SINTANG, KR — Kepala DPMPD Kabupaten Sintang, Yasser Arafat, mengungkapkan adanya penurunan signifikan pada Dana Desa (DD) tahun anggaran mendatang.
Ia menjelaskan bahwa pemangkasan tersebut berasal dari kebijakan pemerintah pusat melalui Anggaran Pendapatan dan Belanja Negara (APBN), bukan dari pemerintah daerah.
“Kalau Alokasi Dana Desa (ADD) itu bagian dari APBD Kabupaten, tentu nanti kita lihat dari pemangkasan APBD, tapi kita upayakan tidak mengganggu ADD. Tapi kalau Dana Desa itu kan transfer pusat, sumbernya APBN, dan sudah ada informasi pemangkasan sebesar Rp45 miliar untuk Kabupaten Sintang,” jelas Yasser.

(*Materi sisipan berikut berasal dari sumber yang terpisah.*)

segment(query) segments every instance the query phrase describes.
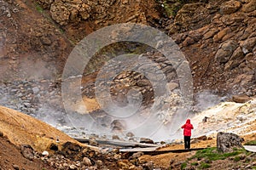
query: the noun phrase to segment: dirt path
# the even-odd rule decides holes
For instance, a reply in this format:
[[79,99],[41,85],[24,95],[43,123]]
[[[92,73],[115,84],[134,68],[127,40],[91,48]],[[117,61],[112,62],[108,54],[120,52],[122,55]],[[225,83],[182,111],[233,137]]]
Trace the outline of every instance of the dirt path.
[[54,169],[41,160],[30,161],[6,138],[0,137],[0,169]]

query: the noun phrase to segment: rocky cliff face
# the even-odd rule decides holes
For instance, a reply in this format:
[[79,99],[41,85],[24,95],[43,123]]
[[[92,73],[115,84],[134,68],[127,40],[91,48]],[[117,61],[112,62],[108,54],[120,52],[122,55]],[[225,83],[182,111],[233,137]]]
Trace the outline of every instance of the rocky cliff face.
[[[166,2],[168,4],[175,3]],[[55,100],[59,101],[60,86],[53,88],[52,84],[59,80],[74,45],[99,28],[123,22],[150,25],[172,37],[189,62],[195,92],[209,89],[224,95],[253,96],[256,94],[255,3],[255,0],[195,0],[180,3],[177,14],[166,17],[166,3],[153,0],[38,0],[37,3],[0,1],[0,75],[2,84],[9,86],[8,88],[3,87],[2,96],[24,97],[22,105],[25,103],[31,105],[27,104],[34,103],[35,99],[47,100],[48,93],[44,90],[49,89],[53,94],[58,94],[52,96],[58,96]],[[112,48],[119,49],[121,46],[115,44]],[[140,50],[131,52],[138,54]],[[145,56],[160,65],[171,82],[168,88],[172,90],[179,88],[172,65],[163,60],[160,54],[149,52],[143,51]],[[92,65],[91,68],[99,70],[96,66],[111,57],[100,54],[94,60],[98,65]],[[83,93],[91,99],[94,98],[95,77],[89,76],[91,77],[84,78],[87,82],[83,84]],[[22,82],[24,79],[28,80]],[[42,79],[47,79],[49,83],[45,86],[45,80],[41,82]],[[30,82],[29,86],[26,82]],[[40,95],[31,90],[37,86],[42,87],[38,93]],[[116,77],[112,87],[113,99],[125,100],[126,88],[131,88],[143,92],[147,104],[152,102],[154,93],[148,80],[132,72]],[[38,108],[33,105],[31,107]],[[27,106],[24,108],[26,112],[32,112],[26,111]]]

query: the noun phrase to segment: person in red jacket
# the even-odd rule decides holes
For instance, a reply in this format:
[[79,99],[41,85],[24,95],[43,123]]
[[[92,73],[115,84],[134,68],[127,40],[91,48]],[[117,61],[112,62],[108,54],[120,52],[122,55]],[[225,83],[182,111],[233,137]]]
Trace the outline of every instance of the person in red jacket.
[[193,129],[193,125],[190,123],[190,119],[188,119],[186,123],[182,126],[183,128],[183,135],[184,135],[184,144],[185,149],[190,149],[190,137],[191,137],[191,129]]

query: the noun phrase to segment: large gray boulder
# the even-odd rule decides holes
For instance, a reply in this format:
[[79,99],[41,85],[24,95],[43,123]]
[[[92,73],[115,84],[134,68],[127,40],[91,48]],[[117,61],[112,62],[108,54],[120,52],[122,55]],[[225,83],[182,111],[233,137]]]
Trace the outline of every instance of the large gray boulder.
[[232,152],[233,148],[243,148],[244,139],[237,134],[219,132],[217,134],[217,148],[223,152]]

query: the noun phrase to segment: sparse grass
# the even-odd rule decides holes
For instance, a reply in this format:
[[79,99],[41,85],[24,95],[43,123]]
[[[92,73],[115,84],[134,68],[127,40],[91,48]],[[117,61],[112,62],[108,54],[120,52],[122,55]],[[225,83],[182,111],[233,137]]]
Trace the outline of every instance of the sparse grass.
[[39,4],[38,4],[38,3],[36,4],[36,9],[39,13],[43,13],[43,11],[44,11],[43,8]]
[[240,160],[240,156],[234,157],[234,162],[239,162]]
[[256,145],[256,140],[252,140],[244,144],[245,145]]
[[193,166],[198,166],[198,162],[192,162],[191,165],[193,165]]
[[207,148],[197,151],[192,158],[197,158],[199,160],[205,158],[209,161],[224,160],[227,157],[235,156],[244,152],[244,150],[236,150],[230,153],[221,153],[217,150],[217,148]]
[[186,163],[186,162],[183,162],[183,163],[181,164],[180,169],[182,169],[182,170],[183,170],[183,169],[185,169],[186,167],[187,167],[187,163]]

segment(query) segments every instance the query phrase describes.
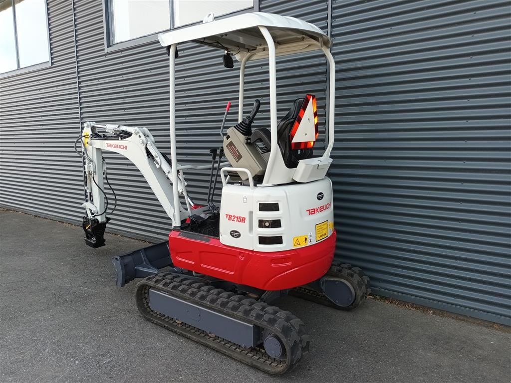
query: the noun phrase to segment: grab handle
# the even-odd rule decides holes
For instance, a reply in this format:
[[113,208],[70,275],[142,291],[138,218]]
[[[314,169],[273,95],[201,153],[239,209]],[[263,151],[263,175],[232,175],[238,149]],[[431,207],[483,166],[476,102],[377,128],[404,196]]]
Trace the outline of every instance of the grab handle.
[[250,188],[254,188],[254,181],[252,179],[252,174],[248,169],[245,169],[244,167],[222,167],[220,170],[220,177],[222,178],[222,184],[223,186],[225,186],[226,184],[225,173],[227,172],[243,172],[246,173],[248,176],[248,184],[250,185]]

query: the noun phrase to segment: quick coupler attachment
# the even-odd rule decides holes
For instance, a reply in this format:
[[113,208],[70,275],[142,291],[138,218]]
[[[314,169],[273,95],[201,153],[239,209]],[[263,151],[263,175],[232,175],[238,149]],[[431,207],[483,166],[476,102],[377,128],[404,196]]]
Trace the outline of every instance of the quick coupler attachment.
[[118,287],[122,287],[135,278],[154,275],[160,269],[172,265],[168,241],[112,257],[112,262],[115,269]]
[[100,223],[97,218],[84,217],[82,220],[82,227],[85,232],[85,243],[95,249],[105,246],[105,229],[110,218],[106,217],[106,221]]

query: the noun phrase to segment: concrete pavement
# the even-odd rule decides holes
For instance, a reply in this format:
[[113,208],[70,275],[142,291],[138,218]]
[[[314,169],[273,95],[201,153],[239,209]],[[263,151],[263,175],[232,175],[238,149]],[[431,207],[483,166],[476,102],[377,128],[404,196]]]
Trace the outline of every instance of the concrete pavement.
[[135,284],[115,287],[111,256],[147,246],[0,212],[2,382],[504,382],[511,336],[374,299],[338,312],[288,297],[275,303],[306,323],[311,352],[273,377],[150,323]]

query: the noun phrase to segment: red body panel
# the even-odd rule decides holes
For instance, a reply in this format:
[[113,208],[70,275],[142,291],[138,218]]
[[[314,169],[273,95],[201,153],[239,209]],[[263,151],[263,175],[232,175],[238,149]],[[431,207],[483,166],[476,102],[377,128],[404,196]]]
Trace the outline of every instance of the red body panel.
[[282,290],[324,275],[334,257],[336,234],[334,231],[314,245],[272,252],[226,246],[215,238],[191,236],[179,231],[169,234],[176,266],[264,290]]

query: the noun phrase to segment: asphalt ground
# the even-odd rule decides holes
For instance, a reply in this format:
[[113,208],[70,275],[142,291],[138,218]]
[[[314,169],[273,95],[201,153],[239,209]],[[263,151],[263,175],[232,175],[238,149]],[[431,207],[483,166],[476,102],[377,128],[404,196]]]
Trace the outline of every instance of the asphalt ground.
[[311,352],[272,376],[144,320],[135,283],[116,288],[112,256],[147,246],[0,212],[2,382],[509,382],[511,336],[368,299],[339,312],[298,298]]

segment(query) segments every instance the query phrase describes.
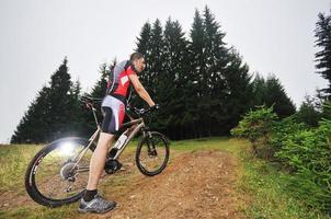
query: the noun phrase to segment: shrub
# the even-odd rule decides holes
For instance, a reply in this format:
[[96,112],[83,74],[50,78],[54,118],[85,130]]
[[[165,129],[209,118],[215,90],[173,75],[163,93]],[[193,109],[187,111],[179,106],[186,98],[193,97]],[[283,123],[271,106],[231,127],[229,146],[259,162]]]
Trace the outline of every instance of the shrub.
[[231,130],[231,134],[239,138],[249,139],[254,155],[271,159],[274,149],[270,145],[270,137],[277,119],[278,117],[272,107],[262,106],[255,111],[250,111],[239,125]]

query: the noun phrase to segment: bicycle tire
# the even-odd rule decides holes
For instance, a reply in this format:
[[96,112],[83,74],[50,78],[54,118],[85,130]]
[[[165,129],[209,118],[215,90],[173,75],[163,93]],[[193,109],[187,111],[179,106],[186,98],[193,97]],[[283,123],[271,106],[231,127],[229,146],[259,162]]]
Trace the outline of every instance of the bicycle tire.
[[[77,195],[73,195],[72,197],[64,198],[64,199],[54,199],[46,197],[44,194],[42,194],[35,183],[35,174],[37,171],[38,165],[42,163],[43,159],[53,150],[57,149],[60,146],[60,142],[64,141],[72,141],[76,143],[81,143],[81,146],[87,147],[89,143],[88,139],[84,138],[78,138],[78,137],[71,137],[71,138],[61,138],[56,141],[50,142],[49,145],[45,146],[41,151],[38,151],[32,161],[30,162],[26,172],[25,172],[25,189],[30,197],[36,201],[39,205],[47,206],[47,207],[59,207],[62,205],[71,204],[77,200],[79,200],[82,196],[82,193],[84,189],[82,189]],[[91,151],[94,151],[95,145],[90,147]]]
[[[141,160],[140,160],[140,155],[141,155],[141,149],[144,148],[144,146],[146,147],[146,143],[148,142],[148,140],[151,140],[153,138],[160,138],[160,140],[162,141],[162,143],[164,143],[164,160],[162,161],[161,165],[155,170],[155,171],[149,171],[147,170],[144,164],[141,163]],[[168,138],[161,134],[161,132],[158,132],[158,131],[150,131],[149,135],[146,135],[138,143],[138,147],[137,147],[137,150],[136,150],[136,165],[138,168],[138,170],[144,174],[144,175],[147,175],[147,176],[155,176],[155,175],[158,175],[160,174],[167,166],[168,164],[168,161],[169,161],[169,157],[170,157],[170,149],[169,149],[169,140]]]

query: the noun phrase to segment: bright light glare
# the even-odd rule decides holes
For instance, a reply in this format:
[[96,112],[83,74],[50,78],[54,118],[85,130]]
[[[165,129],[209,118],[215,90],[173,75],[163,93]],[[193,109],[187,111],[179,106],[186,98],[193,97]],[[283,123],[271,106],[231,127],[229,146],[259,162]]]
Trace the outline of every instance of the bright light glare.
[[61,155],[71,155],[73,152],[73,148],[75,146],[72,145],[72,142],[65,142],[60,146],[59,153]]

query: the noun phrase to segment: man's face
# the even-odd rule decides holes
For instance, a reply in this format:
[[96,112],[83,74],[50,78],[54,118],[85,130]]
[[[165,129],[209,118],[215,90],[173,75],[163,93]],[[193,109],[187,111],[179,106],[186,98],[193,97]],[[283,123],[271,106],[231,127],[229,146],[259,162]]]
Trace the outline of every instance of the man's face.
[[145,69],[145,58],[136,59],[133,64],[139,73]]

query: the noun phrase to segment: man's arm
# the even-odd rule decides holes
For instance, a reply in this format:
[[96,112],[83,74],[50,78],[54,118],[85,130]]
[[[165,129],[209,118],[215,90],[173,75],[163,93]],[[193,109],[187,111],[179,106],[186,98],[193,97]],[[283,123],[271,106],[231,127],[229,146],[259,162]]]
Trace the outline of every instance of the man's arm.
[[142,84],[140,83],[137,74],[129,74],[128,76],[129,80],[132,81],[135,90],[137,91],[137,93],[139,94],[139,96],[146,101],[146,103],[151,107],[155,104],[155,102],[151,100],[150,95],[147,93],[147,91],[145,90],[145,88],[142,87]]

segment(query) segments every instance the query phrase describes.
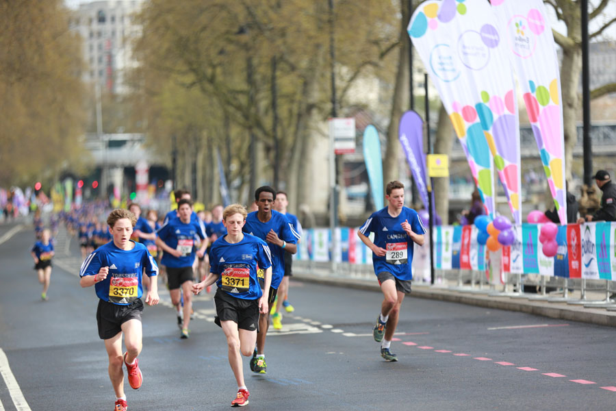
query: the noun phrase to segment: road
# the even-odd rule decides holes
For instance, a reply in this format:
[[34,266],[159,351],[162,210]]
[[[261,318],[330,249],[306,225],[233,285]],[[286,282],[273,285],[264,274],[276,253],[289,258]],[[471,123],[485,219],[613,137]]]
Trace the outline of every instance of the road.
[[[97,299],[79,285],[75,241],[58,238],[49,300],[42,301],[33,232],[14,227],[0,226],[0,349],[8,359],[0,355],[0,411],[110,410]],[[268,373],[253,374],[244,362],[246,409],[614,408],[613,328],[411,297],[392,345],[399,360],[388,363],[371,334],[380,293],[298,282],[290,292],[296,310],[281,332],[270,331]],[[168,293],[161,297],[144,312],[144,383],[136,391],[125,383],[129,409],[229,409],[236,387],[211,295],[197,297],[188,340],[179,338]]]

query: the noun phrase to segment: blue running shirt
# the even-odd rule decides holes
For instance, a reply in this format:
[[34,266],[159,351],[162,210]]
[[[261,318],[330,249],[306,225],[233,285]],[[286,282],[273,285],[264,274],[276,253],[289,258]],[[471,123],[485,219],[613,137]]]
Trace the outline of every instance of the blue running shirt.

Ia memaparkan, pemangkasan Rp45 miliar tersebut akan berdampak merata bagi seluruh desa penerima. Dari total 390 desa di Kabupaten Sintang, jika dibagi rata, maka pengurangan bisa mencapai sekitar Rp117 juta untuk setiap desa.
“Jadi kalau kita bagi rata 390 desa, sekitar Rp117 juta per desa akan otomatis berkurang,” tegasnya.
Meski demikian, Yasser mengingatkan agar pemerintah desa tetap menjaga prioritas penggunaan anggaran, terutama untuk kebutuhan dasar masyarakat.
Menurutnya, program strategis seperti kesehatan, pendidikan, penanggulangan stunting, dan pemberdayaan masyarakat harus tetap berjalan meski dengan keterbatasan fiskal.
“Perangkat desa harus mampu menyesuaikan rencana kerja desa agar tetap fokus pada pelayanan dasar. Jangan sampai program penting, seperti penanganan stunting dan kesehatan masyarakat, terdampak besar,” tambahnya.
Ia berharap pemerintah desa tidak hanya bergantung pada Dana Desa, tetapi juga kreatif menjalin kerja sama dengan pihak ketiga, termasuk sektor swasta, agar pembangunan tetap berjalan dan pelayanan masyarakat tidak terhambat.